In this morning's Register-Star, Francesca Olsen has an article about the progress of renovations to the Columbia County Courthouse to achieve ADA compliance. In the article, County Public Works Commissioner David Robinson is quoted as saying that the project, which was supposed to break ground this month, is still "in the beginning stages of design and development." The important questions not answered in the article are: Have they hired an architectural firm? And if so, which one?
Renovations to the courthouse have been the topic of discussion for more than a decade. In the late 1990s, the county hired Mesick Cohen Wilson and Baker to design a new wing for the building. The addition would have extended back from the courthouse along East Court Street and housed, among other things, an elevator to provide handicapped access to the main building. People who cared about the magnificent Warren and Wetmore courthouse and were paying attention at the time felt comfortable with the choice of architects. In 1992, Mesick Cohen Wilson and Baker did the restoration of Hudson's historic train station. They are also the firm recently chosen by Historic Hudson to oversee the stabilization and restoration of the Plumb-Bronson House. They could be trusted to understand the principles of compatibility between new construction and historic design.
Unfortunately, during the design process, things went wrong.
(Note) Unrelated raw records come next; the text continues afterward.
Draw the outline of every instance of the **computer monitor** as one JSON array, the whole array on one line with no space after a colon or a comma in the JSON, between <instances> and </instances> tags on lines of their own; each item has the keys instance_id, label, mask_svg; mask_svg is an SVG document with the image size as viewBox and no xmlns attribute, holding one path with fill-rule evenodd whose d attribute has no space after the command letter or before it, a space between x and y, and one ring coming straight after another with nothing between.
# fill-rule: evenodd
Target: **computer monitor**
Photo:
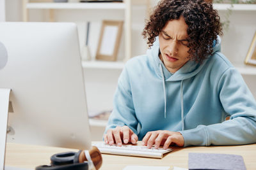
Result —
<instances>
[{"instance_id":1,"label":"computer monitor","mask_svg":"<svg viewBox=\"0 0 256 170\"><path fill-rule=\"evenodd\" d=\"M0 89L12 89L7 141L90 149L76 24L0 22Z\"/></svg>"}]
</instances>

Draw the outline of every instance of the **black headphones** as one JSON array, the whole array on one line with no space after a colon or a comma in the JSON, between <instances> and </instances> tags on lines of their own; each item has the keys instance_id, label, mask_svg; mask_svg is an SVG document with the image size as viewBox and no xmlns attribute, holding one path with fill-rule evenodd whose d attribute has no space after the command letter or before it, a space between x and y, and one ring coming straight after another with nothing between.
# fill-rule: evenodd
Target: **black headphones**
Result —
<instances>
[{"instance_id":1,"label":"black headphones","mask_svg":"<svg viewBox=\"0 0 256 170\"><path fill-rule=\"evenodd\" d=\"M79 156L81 152L54 154L51 157L51 166L38 166L36 170L88 170L87 162L79 163Z\"/></svg>"}]
</instances>

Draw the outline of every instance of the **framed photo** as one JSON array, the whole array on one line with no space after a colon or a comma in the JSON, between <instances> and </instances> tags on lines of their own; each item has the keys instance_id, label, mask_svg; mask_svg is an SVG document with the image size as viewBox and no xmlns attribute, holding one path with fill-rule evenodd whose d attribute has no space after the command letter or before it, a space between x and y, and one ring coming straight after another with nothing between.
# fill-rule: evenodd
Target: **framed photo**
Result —
<instances>
[{"instance_id":1,"label":"framed photo","mask_svg":"<svg viewBox=\"0 0 256 170\"><path fill-rule=\"evenodd\" d=\"M96 59L110 61L116 60L123 23L123 21L102 21Z\"/></svg>"},{"instance_id":2,"label":"framed photo","mask_svg":"<svg viewBox=\"0 0 256 170\"><path fill-rule=\"evenodd\" d=\"M256 65L256 32L244 60L245 64Z\"/></svg>"}]
</instances>

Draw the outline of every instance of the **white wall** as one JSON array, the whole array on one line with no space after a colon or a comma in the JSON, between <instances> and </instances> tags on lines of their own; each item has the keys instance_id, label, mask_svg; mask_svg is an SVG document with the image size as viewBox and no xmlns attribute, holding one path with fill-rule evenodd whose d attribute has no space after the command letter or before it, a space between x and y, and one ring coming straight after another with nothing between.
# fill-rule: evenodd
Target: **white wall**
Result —
<instances>
[{"instance_id":1,"label":"white wall","mask_svg":"<svg viewBox=\"0 0 256 170\"><path fill-rule=\"evenodd\" d=\"M5 21L5 0L0 0L0 22Z\"/></svg>"},{"instance_id":2,"label":"white wall","mask_svg":"<svg viewBox=\"0 0 256 170\"><path fill-rule=\"evenodd\" d=\"M3 1L3 0L0 0ZM22 1L8 0L6 2L7 21L22 20ZM157 0L152 0L156 4ZM227 11L220 11L221 18L224 18ZM230 17L230 24L228 31L224 31L222 37L223 53L234 64L243 65L252 36L256 31L256 11L234 11ZM101 20L103 19L123 20L123 10L55 10L55 19L58 22L75 22L78 25L79 39L81 45L84 40L85 23L90 20L92 27L89 44L93 56L95 56L100 32ZM147 49L145 40L141 32L145 24L146 6L133 6L132 8L132 55L145 53ZM47 21L49 11L30 10L30 21ZM118 60L124 58L124 36L118 55ZM112 107L113 95L121 70L104 69L85 69L86 88L88 108L92 110L109 110ZM253 76L243 75L249 88L256 97Z\"/></svg>"}]
</instances>

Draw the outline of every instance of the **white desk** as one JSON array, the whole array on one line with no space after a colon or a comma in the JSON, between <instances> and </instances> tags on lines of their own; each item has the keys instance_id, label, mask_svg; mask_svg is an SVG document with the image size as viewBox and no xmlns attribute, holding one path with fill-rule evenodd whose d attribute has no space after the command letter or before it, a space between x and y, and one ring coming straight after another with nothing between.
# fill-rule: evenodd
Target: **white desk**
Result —
<instances>
[{"instance_id":1,"label":"white desk","mask_svg":"<svg viewBox=\"0 0 256 170\"><path fill-rule=\"evenodd\" d=\"M122 169L128 165L188 167L188 153L215 153L242 155L248 170L256 169L256 144L230 146L173 147L173 151L162 159L102 154L100 169ZM35 169L36 166L49 164L52 155L76 150L8 143L5 162L6 166Z\"/></svg>"}]
</instances>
The Buildings and Facilities Committee of the time doubled the size of the wing, adding space for the District Attorney's office, and then got upset and dismissed the architects because the estimated cost of the project increased 50 percent.
The courthouse is part of the locally designated Union-Allen-Front Street Historic District, which means that any alterations to the building require a Certificate of Appropriateness from the Historic Preservation Commission.